Aber dies ist nur ein Teil des Gesamtbilds: Anders als die Live-Bilder aus dem CNN-Hauptquartier vermuten lassen, kommt der Grossteil der neuen Übergriffe auf die Presse aus den Reihen der Sicherheits- und Ordnungskräfte. Belege dafür gibt es genug. So wurde der dunkelhäutige CNN-Reporter Omar Jimenez in Minneapolis vor laufender Kamera verhaftet, ohne dass es einen Grund dafür gegeben hätte. Die Freelance-Fotografin Linda Tirado hat durch ein Hartschaumgeschoss ihr linkes Auge verloren, ebenso sind mehrere ausländische Journalisten attackiert worden, unter ihnen ein Team des Schweizer Fernsehens, das am letzten Samstag in Minneapolis vor Gummigeschossen fliehen musste, obwohl es den Polizisten Presseausweise entgegengehalten hatte.

Zahlen des «US Press Freedom Tracker» bestätigen den sprunghaften Anstieg von Gewalttaten gegen Vertreter der Medien. Für den Zeitraum vom 26. Mai bis zum 3. Juni weist das Projekt von journalistischen Non-Profit-Organisationen zum Schutz der Pressefreiheit 279 bestätigte Angriffe auf die Pressefreiheit und Medienschaffende aus. Zum Vergleich: In den fünf Monaten vor den George-Floyd-Protesten dokumentierte der Freedom Tracker insgesamt 95 Übergriffe.

Vergangene Woche gab es neben mehr als 40 Sachbeschädigungen gegen Medienorganisationen 180 Übergriffe («assaults») – 149 davon durch die Polizei. Dazu gehören physische Gewalt, gezielte Tränengas- und Pfefferspray-Angriffe sowie der Einsatz von Gummigeschossen oder andere Projektilen. Zudem wurden über 45 vorläufige Verhaftungen vorgenommen. Dies ist umso beunruhigender, als die Presse dank der im Ersten Verfassungszusatz der USA verankerten Pressefreiheit eigentlich höchsten Schutz geniesst.

So gelten beispielsweise Ausgangssperren für akkreditierte Medienschaffende nicht, des Platzes verwiesen oder in Gewahrsam genommen werden dürfen sie nur bei klaren Hinweisen auf Gesetzesbruch. Dass diese Bedingung erfüllt war, bestreiten die meisten Betroffenen vehement.

Auf der Suche nach den Gründen für das feindselige Klima listen Kommentatoren sowohl die zunehmende Aggressivität der militärisch immer stärker hochgerüsteten Polizeieinheiten als auch die Anti-Presse-Rhetorik von Präsident Trump auf, die auch Zivilisten zu Gewalttaten gegen Reporter und Journalisten animiere. Anderen greift dies zu kurz.

In der «Columbia Journalism Review» etwa weist Joel Simon darauf hin, dass Medien durch den stetigen Abbau im Lokaljournalismus den Draht zu wichtigen Partnern verloren haben. Immer weniger Titel können es sich leisten, eigens einen Reporter auf den «police beat» zur Berichterstattung über Verbrechen und (Klein-)Kriminalität abzustellen.

Das hat unschöne Folgen. Zum einen verschwindet damit ein Meilenstein der Berufsausbildung von Journalisten. Ohne «police reporting» gäbe es vermutlich weder Journalistenlegenden wie Seymour Hersh noch eine der besten TV-Krimiserien aller Zeiten, «The Wire» von David Simon. Hersh begann seine Karriere als Polizeireporter in Chicago, Simon arbeitete in dieser Funktion ein Jahr lang bei der «Baltimore Sun».

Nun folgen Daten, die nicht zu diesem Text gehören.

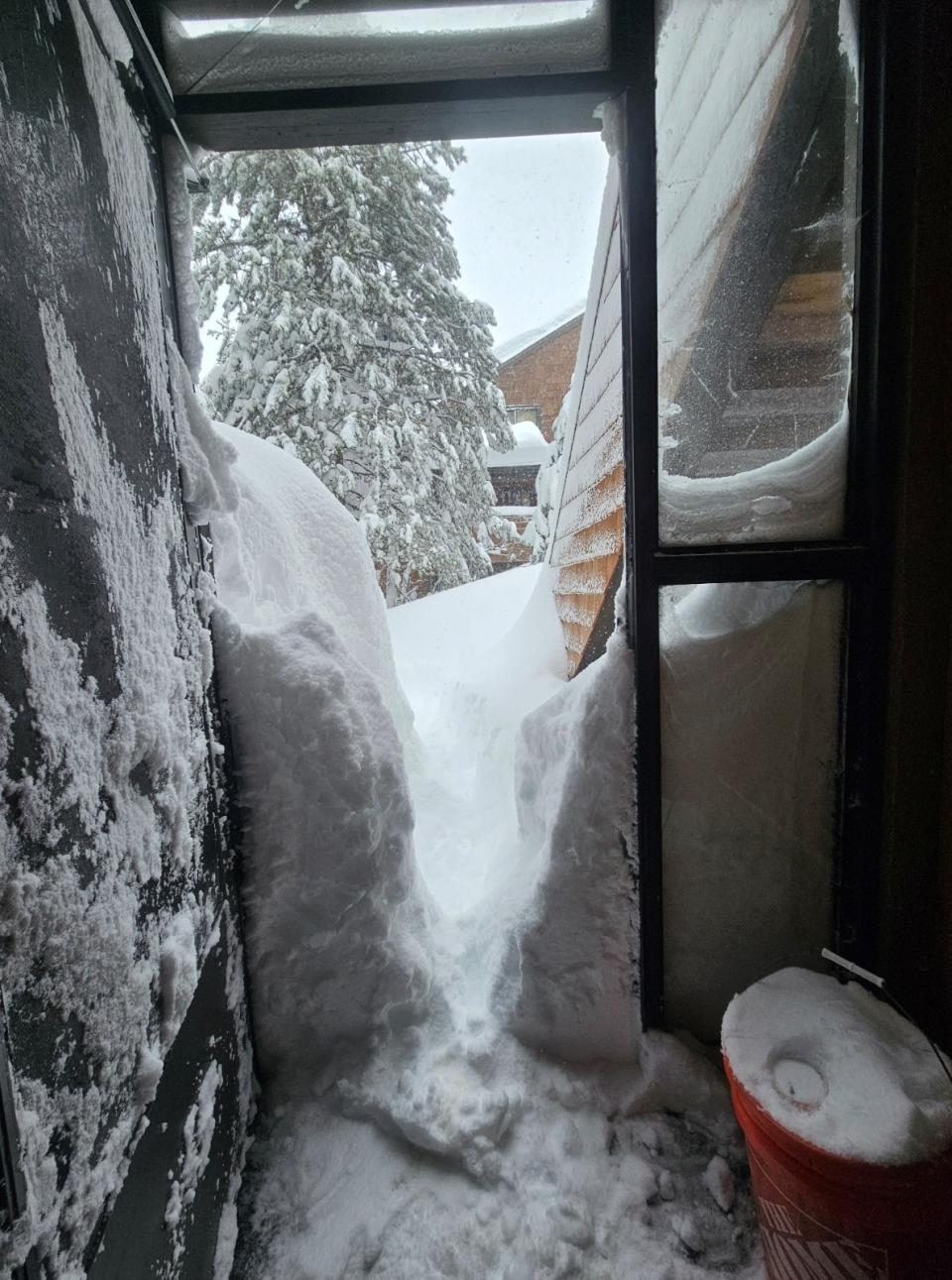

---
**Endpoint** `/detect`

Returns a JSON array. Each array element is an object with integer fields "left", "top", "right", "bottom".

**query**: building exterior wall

[
  {"left": 0, "top": 0, "right": 251, "bottom": 1280},
  {"left": 497, "top": 316, "right": 582, "bottom": 440},
  {"left": 549, "top": 164, "right": 625, "bottom": 674}
]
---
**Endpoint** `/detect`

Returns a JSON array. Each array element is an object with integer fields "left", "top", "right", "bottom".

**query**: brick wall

[{"left": 497, "top": 316, "right": 582, "bottom": 440}]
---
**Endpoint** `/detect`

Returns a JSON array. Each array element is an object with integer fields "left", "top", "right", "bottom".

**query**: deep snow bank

[
  {"left": 205, "top": 431, "right": 758, "bottom": 1280},
  {"left": 501, "top": 633, "right": 639, "bottom": 1061},
  {"left": 212, "top": 427, "right": 431, "bottom": 1087}
]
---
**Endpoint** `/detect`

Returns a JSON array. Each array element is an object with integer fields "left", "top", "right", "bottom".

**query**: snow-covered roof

[
  {"left": 494, "top": 298, "right": 585, "bottom": 365},
  {"left": 486, "top": 422, "right": 549, "bottom": 467}
]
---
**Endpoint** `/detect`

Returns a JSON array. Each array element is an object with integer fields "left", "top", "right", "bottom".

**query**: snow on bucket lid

[{"left": 720, "top": 969, "right": 952, "bottom": 1165}]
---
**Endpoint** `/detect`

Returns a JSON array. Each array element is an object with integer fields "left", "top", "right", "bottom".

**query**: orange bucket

[{"left": 724, "top": 1056, "right": 952, "bottom": 1280}]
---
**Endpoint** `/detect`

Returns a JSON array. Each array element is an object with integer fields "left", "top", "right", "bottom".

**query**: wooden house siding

[
  {"left": 549, "top": 162, "right": 625, "bottom": 674},
  {"left": 549, "top": 0, "right": 848, "bottom": 674}
]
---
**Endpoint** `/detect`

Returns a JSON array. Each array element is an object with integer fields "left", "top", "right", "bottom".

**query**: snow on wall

[
  {"left": 657, "top": 0, "right": 806, "bottom": 400},
  {"left": 212, "top": 426, "right": 431, "bottom": 1087},
  {"left": 0, "top": 0, "right": 249, "bottom": 1276}
]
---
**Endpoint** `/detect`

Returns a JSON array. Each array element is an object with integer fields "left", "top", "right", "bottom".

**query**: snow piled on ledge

[{"left": 212, "top": 428, "right": 760, "bottom": 1280}]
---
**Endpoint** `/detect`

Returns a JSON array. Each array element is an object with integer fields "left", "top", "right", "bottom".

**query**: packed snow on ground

[
  {"left": 723, "top": 969, "right": 952, "bottom": 1165},
  {"left": 204, "top": 430, "right": 762, "bottom": 1280}
]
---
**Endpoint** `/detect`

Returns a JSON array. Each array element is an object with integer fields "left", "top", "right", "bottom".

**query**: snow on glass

[{"left": 656, "top": 0, "right": 858, "bottom": 542}]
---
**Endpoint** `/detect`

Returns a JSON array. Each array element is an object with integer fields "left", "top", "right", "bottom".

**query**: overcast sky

[
  {"left": 446, "top": 133, "right": 608, "bottom": 343},
  {"left": 202, "top": 133, "right": 608, "bottom": 377}
]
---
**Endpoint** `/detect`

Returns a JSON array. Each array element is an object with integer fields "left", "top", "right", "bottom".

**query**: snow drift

[{"left": 212, "top": 427, "right": 431, "bottom": 1086}]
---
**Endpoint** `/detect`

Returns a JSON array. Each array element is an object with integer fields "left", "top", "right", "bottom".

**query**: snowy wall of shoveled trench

[{"left": 0, "top": 0, "right": 251, "bottom": 1277}]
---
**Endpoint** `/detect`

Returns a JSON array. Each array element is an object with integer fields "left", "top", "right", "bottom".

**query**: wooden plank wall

[{"left": 549, "top": 160, "right": 625, "bottom": 676}]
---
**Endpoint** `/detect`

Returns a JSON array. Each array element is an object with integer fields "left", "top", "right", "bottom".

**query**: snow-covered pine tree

[{"left": 194, "top": 142, "right": 513, "bottom": 603}]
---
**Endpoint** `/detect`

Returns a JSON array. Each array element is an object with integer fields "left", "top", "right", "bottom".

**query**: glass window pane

[
  {"left": 660, "top": 582, "right": 843, "bottom": 1041},
  {"left": 162, "top": 0, "right": 609, "bottom": 93},
  {"left": 657, "top": 0, "right": 858, "bottom": 542}
]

Auch werden Polizisten für fehlerhafte oder illegale Aktionen immer weniger zur Verantwortung gezogen. Schliesslich wissen Polizisten seit dem Wegfall klassischer Polizei- oder Gerichtsberichterstattung auf lokaler Ebene oder dem Ersatz von festangestellten Reportern durch freie Mitarbeiter oft gar nicht mehr, wer genau ihre Ansprechpartner in der Presse sind.

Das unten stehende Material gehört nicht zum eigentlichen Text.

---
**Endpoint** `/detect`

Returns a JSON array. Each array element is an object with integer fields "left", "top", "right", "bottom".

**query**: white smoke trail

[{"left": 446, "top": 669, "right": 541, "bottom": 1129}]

Gibt es zwischen Polizisten und akkreditierten Reportern, die früher Zugang zu «crime scenes» erhielten, keine Zusammenarbeit mehr, geht das gegenseitige Verständnis, aber auch das Vertrauen zwischen Justizapparat und Presse zunehmend verloren.

Aller Wahrscheinlichkeit nach ist das gegenwärtige Ausmass der Gewalt gegen Medienschaffende ein Phänomen in einer ausserordentlichen Krise. Indessen ist zu befürchten, dass die Übergriffe auf Medienvertreter auch politische Ursachen haben. Es ist darum damit zu rechnen, dass die feindliche Stimmung auch nach Überwindung der jetzigen Krise anhalten wird.